No fireplace, or firewood.

I suppose you could buy an electric heater, but I don’t like them, and am sure the electricity cost would go through the roof if I had heaters on all night.

The winter desert cold is a peculiar sort of cold.  It is an unexpectedly damp, bone chilling cold; the humidity is 65 per cent today; El Gouna is by the sea.

There is no insulation in the walls, no system of solar panels on the roof to warm the house during the night, and windows that do always protect against the wind.

Many houses in El Gouna have this sort of yellowish polished stone floor surfacing.  While these are excellent in the summer, no doubt, they do add to the considerable coldness in the house in winter.

No place in the house is actually warm during the day, unless you open the large front door that faces east and let the morning sun in.

As a result of it being so cold at night, I have to wrap myself with two thick blankets when I watch TV at night.
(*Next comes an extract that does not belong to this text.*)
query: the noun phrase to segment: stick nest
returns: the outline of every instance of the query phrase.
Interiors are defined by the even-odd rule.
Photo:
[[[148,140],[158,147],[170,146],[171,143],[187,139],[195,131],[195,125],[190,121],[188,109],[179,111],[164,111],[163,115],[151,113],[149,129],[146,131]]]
The only good thing is that this cold seems to have put the mozzies into hibernation.

It is warm and beautiful during the day, in the mid 70s usually, but the pool isn’t heated, so I have not been able to swim in it since arriving here two weeks ago.  Since I am leaving in March, I will probably never get that opportunity, unless I return in October to this place.

This idea has been on my mind for some time.

I truly am aghast at returning to the United States around April, and am quite happy here being far away from the orange circus.

Now that my wife is arriving on Saturday, I shall not be quite as isolated.  I hope the cold and long nights will not bother her too much.

Depending on how things pan out in the months ahead, there are decisions that need to be made, hard ones, with serious consequences, for me and my family.

So, as I look ahead, will 2018 be the year when I say goodbye to a country I have lived in for half a century?

I am going to Cairo in a couple of hours and when I return on Saturday, the good news is that I shall no longer be alone in the cold nights of Egypt’s Eastern Desert on the Red Sea.